Sobral, Simoes and Schoch 2020
report on a new, tiny, Middle Triassic reptile, Vellbergia bartholomei (Figs. 1, 3) known from disarticulated skull material. Without creating a reconstruction, they considered Vellbergia a stem-lepidosauromorph different from other stem-lepidosauromorphs.

Figure 1. Vellbergia in situ, original line drawing, DGS colors apple and reconstruction. Note the quadrate break occurs during taphonomic crushing of the curved bone. The nasal, frontal and parietals are incomplete due to their juvenile state. Scale bar = 5mm. So the skull is about 1.5cm in length, quite tiny.
The authors report:
“Important morphological attributes of Vellbergia, most notably the elongate and slender jaw bones, the deeper post-dentary region of the jaw relative to the anterior region, and the far posteriorly reaching maxillary tooth row can be found on some other early diverging diapsid species, such as Prolacerta and Youngina, thus showing these features were retained into the early part of the lepidosauromorph evolutionary history as well.”

Figure 2. Prolacerta. Note the relative lengths of the manual and pedal lateral digits.
After phylogenetic analysis
in the large reptile tree (LRT, 1653+ taxa) Vellbergia nests with Prolacerta (Figs. 2, 3). A reconstruction (Figs. 1, 3) demonstrates a close affinity.
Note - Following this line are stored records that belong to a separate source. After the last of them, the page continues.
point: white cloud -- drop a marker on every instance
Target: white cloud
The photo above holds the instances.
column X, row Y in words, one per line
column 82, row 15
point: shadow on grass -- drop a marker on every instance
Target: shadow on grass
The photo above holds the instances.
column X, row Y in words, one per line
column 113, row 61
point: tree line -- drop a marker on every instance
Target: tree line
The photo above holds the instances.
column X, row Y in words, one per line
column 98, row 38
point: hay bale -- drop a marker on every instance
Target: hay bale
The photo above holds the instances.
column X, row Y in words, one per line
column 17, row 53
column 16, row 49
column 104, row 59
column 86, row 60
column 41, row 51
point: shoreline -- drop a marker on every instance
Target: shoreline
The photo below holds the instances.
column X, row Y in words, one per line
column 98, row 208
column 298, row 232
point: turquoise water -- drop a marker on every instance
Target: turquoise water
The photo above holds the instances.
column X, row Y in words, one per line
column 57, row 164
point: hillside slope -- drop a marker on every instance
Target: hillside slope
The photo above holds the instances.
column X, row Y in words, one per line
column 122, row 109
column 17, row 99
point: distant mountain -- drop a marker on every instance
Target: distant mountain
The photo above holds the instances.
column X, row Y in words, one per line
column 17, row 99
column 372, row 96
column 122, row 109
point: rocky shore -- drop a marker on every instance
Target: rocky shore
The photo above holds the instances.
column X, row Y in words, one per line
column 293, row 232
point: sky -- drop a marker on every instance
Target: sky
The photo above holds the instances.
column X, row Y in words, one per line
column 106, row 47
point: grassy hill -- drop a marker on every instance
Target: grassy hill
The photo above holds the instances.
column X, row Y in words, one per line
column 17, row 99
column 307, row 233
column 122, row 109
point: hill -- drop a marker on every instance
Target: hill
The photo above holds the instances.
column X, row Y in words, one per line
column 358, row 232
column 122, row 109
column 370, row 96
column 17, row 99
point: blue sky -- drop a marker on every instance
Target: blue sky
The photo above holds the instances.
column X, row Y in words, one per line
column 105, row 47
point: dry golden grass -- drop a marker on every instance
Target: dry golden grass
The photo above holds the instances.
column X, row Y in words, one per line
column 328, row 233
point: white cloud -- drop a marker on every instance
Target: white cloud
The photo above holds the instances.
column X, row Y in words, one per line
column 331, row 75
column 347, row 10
Based on size and the smooth, incomplete, open sutures of the specimen, this is a juvenile. So the genus ‘Vellbergia’ is a junior synonym. The authors did not include Prolacerta in their published cladogram, but did list it in their suppdata.
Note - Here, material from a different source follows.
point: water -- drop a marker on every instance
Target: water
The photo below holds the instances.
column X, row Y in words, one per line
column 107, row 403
Figure 3. Prolacerta and ‘Vellbergia’ to scale.
Taxon exclusion
The Sobral, Simoes and Schoch taxon list did not include enough taxa to produce the basal dichotomy splitting Archosauromorpha from Lepidosauromorpha in the Viséan following their last common ancestor, Silvanerpeton. Prolacertiformes (= Protorosauria) nest in the Archosauromorpha and converge with Lepidosauriformes in many ways, hence the traditional confusion.
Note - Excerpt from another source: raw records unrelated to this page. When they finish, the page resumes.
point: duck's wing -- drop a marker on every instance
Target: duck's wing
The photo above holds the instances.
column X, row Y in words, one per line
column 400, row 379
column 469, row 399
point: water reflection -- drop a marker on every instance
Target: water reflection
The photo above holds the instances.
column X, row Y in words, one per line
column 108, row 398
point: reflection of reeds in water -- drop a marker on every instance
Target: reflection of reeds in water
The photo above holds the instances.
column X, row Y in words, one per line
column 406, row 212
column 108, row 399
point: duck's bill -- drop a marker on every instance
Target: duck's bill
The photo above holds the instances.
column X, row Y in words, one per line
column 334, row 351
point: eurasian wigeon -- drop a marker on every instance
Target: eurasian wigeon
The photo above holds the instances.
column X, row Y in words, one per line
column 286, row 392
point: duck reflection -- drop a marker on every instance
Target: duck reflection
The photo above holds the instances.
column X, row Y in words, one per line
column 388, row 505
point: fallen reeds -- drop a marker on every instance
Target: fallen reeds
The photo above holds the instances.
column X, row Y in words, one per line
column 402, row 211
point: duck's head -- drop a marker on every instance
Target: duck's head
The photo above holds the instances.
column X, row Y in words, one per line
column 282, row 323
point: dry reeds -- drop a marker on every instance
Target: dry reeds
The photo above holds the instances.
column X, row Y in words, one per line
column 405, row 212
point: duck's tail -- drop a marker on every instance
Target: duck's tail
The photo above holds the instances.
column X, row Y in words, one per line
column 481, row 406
The LRT is available online.
Problems like this can be avoided by using ReptileEvolution.com and the LRT to double-check work before submission.
References
Sobral G, Simoes TR and Schoch RR 2020. A tiny new Middle Triassic stem-lepidosauromorph from Germany: implications fro the early evolution of lepidosauromorphs and the Vellberg fauna. Nature.com Scientific Reports 10, Article number: 2273.